Los ataques de los iluministas más radicales y escépticos, si bien más virulentos, eran en el fondo más fáciles de resistir, por el solo hecho de que sus mismos autores se colocaban en un plano apartado del cristianismo y en polémica, muchas veces, contra toda religión. Una filosofía que demostrara la insostenibilidad del empirismo al estilo de Locke y del materialismo de D'Holbach, era suficiente para remover las bases de esas críticas.
Pero el iluminismo tenía otras armas que no eran precisamente las del pensamiento riguroso. Su influencia era más eficaz en el plano de las costumbres, la literatura y las artes, las estructuras sociales y políticas.
Desde un punto de vista más estrictamente teológico, los nuevos problemas giraban alrededor del tema de la religión natural y de la historicidad del cristianismo. Éste debía probar la necesidad concreta que siente el hombre de una iniciativa salvífica de Dios y, por tanto, la insuficiencia de una religión basada en la mera razón natural, en la buena voluntad y en el buen sentido.
No es que esta última careciera de valor para la salvación (hubo escuelas teológicas que defendieron esa tesis), pero en la situación real de una humanidad que no era ya la misma que había salido de las manos de Dios, no era posible encontrar una salvación plena, universal y duradera, sino a través de la reiteración del don divino en la gracia de Cristo.
Y aun sin tener en cuenta el pecado, debía aparecer clara la posibilidad y la conveniencia de un diálogo entre Dios y el hombre, que fuera algo más que la percepción de la perfección divina derramada en la creación.
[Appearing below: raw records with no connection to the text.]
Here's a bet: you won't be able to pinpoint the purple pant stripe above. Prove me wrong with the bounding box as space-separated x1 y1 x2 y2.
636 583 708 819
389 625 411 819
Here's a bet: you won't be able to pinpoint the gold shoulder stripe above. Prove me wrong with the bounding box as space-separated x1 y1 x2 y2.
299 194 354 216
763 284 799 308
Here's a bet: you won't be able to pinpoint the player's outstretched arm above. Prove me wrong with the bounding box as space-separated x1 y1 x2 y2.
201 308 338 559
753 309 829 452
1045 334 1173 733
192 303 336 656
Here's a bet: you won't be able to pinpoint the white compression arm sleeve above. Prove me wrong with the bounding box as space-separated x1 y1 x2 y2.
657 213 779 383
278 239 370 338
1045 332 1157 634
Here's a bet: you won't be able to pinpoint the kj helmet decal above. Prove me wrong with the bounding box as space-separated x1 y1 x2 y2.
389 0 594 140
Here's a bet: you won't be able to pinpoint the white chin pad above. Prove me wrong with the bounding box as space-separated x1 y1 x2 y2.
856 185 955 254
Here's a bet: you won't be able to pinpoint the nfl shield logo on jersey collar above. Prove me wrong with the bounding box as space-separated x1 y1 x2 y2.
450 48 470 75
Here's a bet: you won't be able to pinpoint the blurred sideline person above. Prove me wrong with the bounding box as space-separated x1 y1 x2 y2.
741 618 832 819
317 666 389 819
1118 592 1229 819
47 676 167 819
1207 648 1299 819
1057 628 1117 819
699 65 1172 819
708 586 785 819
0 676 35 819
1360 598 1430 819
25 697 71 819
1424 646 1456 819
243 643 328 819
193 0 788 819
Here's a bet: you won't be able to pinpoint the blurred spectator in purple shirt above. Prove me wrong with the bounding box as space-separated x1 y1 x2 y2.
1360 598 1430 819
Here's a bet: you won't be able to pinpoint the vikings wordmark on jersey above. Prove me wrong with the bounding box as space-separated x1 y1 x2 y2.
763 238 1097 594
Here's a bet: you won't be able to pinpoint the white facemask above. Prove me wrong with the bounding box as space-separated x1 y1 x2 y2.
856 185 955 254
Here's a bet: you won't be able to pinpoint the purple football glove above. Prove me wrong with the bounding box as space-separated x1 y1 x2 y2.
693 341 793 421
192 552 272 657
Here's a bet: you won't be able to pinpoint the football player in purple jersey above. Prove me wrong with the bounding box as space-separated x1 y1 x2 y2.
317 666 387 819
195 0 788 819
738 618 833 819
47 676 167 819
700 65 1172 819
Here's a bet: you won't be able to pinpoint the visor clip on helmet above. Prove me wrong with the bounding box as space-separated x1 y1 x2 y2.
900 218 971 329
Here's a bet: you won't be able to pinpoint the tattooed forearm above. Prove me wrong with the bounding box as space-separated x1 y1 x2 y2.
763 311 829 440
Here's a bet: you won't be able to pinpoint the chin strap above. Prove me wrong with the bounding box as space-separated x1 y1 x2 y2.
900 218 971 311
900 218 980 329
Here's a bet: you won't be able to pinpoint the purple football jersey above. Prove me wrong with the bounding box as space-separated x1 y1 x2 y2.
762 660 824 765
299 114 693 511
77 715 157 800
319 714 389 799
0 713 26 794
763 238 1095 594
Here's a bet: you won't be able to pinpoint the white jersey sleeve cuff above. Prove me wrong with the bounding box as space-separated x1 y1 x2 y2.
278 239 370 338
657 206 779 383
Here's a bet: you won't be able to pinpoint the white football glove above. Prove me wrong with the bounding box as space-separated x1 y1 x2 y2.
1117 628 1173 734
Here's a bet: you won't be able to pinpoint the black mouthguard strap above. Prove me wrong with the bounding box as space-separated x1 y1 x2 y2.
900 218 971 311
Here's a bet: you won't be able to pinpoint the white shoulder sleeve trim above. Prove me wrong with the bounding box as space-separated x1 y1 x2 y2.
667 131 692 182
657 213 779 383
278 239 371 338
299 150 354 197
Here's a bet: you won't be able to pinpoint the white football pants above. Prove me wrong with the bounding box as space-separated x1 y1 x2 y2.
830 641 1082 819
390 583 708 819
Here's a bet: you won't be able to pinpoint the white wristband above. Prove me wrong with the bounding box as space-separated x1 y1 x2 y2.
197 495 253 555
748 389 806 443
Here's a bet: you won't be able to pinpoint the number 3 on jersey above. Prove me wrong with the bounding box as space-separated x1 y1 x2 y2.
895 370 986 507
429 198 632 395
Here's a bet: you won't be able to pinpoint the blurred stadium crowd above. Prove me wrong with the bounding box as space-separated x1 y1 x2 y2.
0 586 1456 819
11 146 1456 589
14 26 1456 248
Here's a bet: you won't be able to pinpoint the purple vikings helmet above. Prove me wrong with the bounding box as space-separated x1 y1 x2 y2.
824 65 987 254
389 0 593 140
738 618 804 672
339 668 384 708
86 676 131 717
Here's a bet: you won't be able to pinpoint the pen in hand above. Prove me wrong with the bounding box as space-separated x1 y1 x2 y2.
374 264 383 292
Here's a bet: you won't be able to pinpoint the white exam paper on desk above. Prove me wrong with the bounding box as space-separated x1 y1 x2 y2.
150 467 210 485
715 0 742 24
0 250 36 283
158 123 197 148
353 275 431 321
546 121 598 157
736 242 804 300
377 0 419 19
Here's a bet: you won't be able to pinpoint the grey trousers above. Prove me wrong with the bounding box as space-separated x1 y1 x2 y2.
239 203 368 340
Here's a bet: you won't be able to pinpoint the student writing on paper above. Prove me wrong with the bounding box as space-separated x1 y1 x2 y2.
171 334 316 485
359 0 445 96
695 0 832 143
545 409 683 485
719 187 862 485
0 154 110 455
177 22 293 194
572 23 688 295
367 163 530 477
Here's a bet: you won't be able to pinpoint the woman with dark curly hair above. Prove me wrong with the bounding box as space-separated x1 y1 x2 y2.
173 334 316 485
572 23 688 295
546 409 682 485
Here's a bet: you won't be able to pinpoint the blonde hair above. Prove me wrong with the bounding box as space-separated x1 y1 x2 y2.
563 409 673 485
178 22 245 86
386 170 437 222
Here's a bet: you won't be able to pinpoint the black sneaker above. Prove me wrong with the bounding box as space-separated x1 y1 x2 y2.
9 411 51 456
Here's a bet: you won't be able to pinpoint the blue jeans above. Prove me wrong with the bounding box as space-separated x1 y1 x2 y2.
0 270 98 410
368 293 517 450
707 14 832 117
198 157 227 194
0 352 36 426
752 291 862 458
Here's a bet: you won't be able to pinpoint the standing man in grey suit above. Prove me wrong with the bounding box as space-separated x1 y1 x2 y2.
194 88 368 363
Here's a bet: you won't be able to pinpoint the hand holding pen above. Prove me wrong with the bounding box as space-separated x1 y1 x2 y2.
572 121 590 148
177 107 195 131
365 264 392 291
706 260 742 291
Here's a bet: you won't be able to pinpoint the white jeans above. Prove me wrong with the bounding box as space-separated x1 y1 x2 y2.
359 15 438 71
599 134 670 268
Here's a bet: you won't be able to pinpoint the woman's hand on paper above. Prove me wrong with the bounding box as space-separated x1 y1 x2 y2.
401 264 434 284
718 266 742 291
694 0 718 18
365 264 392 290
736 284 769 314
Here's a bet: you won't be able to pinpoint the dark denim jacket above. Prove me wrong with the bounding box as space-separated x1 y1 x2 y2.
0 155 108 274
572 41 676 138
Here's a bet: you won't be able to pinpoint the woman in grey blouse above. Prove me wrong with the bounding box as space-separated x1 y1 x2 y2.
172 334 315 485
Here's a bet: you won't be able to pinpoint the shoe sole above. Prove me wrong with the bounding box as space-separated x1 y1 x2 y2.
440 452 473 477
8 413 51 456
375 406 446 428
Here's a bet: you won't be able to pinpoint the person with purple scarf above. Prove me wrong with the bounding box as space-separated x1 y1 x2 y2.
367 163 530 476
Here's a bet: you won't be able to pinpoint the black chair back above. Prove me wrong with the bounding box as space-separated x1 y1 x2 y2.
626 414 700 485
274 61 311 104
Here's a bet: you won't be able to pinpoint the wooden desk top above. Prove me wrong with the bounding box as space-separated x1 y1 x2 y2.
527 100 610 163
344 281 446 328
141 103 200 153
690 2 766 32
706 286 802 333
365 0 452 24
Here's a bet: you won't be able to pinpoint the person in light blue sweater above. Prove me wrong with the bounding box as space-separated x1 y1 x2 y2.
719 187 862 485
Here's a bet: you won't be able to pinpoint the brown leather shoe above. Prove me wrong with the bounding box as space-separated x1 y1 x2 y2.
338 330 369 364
En breve, el problema teológico que surgía a través de la crítica del Iluminismo deísta, y especialmente del de Lessing, era el siguiente: ¿cómo el cristianismo, siendo una religión particular e histórica, podía tener pretensiones de universalidad y eternidad?
Aceptar la universalidad del cristianismo sin abandonar, antes bien reafirmando, sus características de religión particular o histórica, equivalía a darle una autoridad divina recibida a través de una revelación positiva; y esta revelación, a su vez, implicaba una palabra que se hiciera historia y que vivificara la acción de la Iglesia. Todo esto era precisamente lo que rechazaba la filosofía religiosa del Iluminismo. Y es este rechazo lo que alimentó no sólo la crítica de las instituciones eclesiásticas sino también la crítica bíblica.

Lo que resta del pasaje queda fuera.